Candidates for Attorney General and Their Records on Whistleblowing

FCA

1/6/20 2:05 EST Update: President-elect Biden has decided to select Judge Merrick Garland for the position of Attorney General, according to Politico. Although Garland was seen to be harder to replace on the appellate court he currently sits on, Politico reports that given the performance of Democrats in today’s Georgia Senate runoffs, Biden choose Garland over Jones and Yates because a majority in the Senate would make it easier to confirm a replacement for Garland. 

As of January 5th, President-elect Joseph R. Biden has not yet chosen an Attorney General to head the Department of Justice (DOJ), a position that is very important to whistleblowers and the proper prosecution of whistleblower cases. The Attorney General has the power to direct the DOJ towards or away from prosecuting certain cases, or types of cases, and even to drop them. Speaking to reporters on December 22, Biden said that “There’s not an obvious choice in my mind,” indicating that he may not make a pick soon. According to sources close to the transition process, the top contenders for the job include former Deputy Attorney General Sally Yates, federal judge and former Supreme Court nominee Merrick Garland, and Senator Doug Jones. 

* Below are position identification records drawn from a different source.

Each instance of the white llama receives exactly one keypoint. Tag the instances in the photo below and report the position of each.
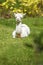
(22, 30)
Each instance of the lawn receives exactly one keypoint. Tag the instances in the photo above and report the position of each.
(20, 51)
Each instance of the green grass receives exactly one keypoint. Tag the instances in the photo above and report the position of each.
(19, 51)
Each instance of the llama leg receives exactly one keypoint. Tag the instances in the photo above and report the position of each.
(14, 34)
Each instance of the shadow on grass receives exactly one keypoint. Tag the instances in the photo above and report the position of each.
(28, 45)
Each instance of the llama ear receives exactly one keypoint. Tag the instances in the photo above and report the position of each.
(24, 14)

Senator Jones, a former U.S. Attorney for the Northern District of Alabama, has the most conspicuous record of publicly supporting whistleblowers and pro-whistleblower policies. After being appointed to the U.S. Attorney position in 1997, Jones gained a reputation for reexamining and prosecuting Civil Rights Era crimes, most famously the Sixteenth Street Baptist Church Bombing of 1963. In a brief interview during the 2019 Ukrainian whistleblower scandal, Jones voiced his support for the anonymous Ukraine whistleblower and specifically the whistleblower’s right to confidentiality. He added that he is “…Probably the only one in the Congress – certainly I’m the only one in the United States Senate — that has represented whistleblowers. And I’ve represented people on the other side of a whistleblower complaint. That whistleblower law is there for a reason: to encourage people to come forward without reprisals.” This validation of whistleblower struggles and the importance of whistleblower laws is an encouraging sign for how he might treat whistleblower cases, were he to be tapped for the position. 

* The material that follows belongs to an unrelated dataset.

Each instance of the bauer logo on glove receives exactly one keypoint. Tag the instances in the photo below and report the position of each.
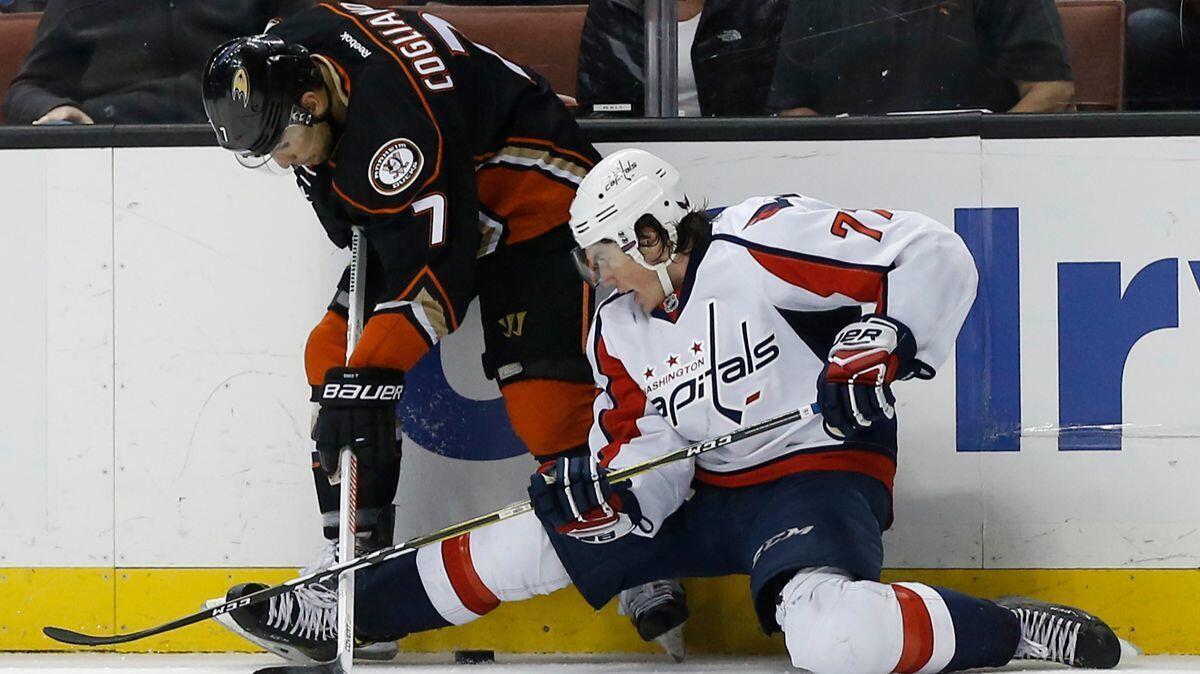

Merrick Garland has also shown support for whistleblowers and judicial expansion of whistleblower protections during his career as a judge. Garland is a judge serving on the United States Court of Appeals for the District of Columbia Circuit. In 2016, Barack Obama nominated Garland to fill a vacant seat on the Supreme Court. Controversy quickly arose over whether a president should be able to appoint a justice in the last year of their term. Garland’s nomination was blocked in the Senate and the seat on the Court was eventually taken by Neil Gorsuch. In a 2004 dissenting opinion on the case U.S. ex rel. Totten v. Bombardier Corp., 380 F.3d 488, Garland argued for expansion of the scope of the False Claims Act. Garland’s dissenting opinion argued that the False Claims Act allows the United States to recover federal funds lost by false claims to federal grant recipients. This suggests that Garland may tend towards interpreting the False Claims Act as an expansive, anti-fraud provision. In 2008, his interpretation of False Claims Act expansion was vindicated at the level of the Supreme Court in Allison Engine Co., Inc. v. U.S. ex rel. Sanders. Garland has also defended a strong preexisting definition of retaliation against whistleblowers, helping them to be compensated or reinstated when they have been unjustly retaliated against. 

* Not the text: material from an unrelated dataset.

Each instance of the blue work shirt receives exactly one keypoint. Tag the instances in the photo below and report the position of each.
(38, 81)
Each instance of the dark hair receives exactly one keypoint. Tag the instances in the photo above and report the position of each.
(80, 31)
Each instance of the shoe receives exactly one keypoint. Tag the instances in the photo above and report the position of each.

Sally Yates served as the Deputy Attorney General in the Obama administration and took over as the Acting Attorney General for 10 days at the end of the Obama presidency. Her record on whistleblowers and whistleblower policy is the most unclear of the three apparent candidates. However, she did send a September 2015 memo to high ranking members of the DOJ suggesting that individuals involved in corporate fraud must be held to a higher standard of accountability to retain public trust in the DOJ. The memo, titled Individual Accountability for Corporate Wrongdoing, focuses mostly on methods of targeting individuals instead of corporations when prosecuting or investigating corporate fraud, and highlighting the benefits of those methods. While it is unclear how these views on individual accountability for corporate crimes translates to Yate’s positions on whistleblowing, the fact that she encourages stronger prosecution of corporate fraud is encouraging. 

Attorneys General rarely interfere with individual whistleblower cases, but they do decide the direction of the DOJ. Their opinions of whistleblowers may make the difference between a DOJ that sees protecting and encouraging whistleblowing as a priority, and a DOJ that does not.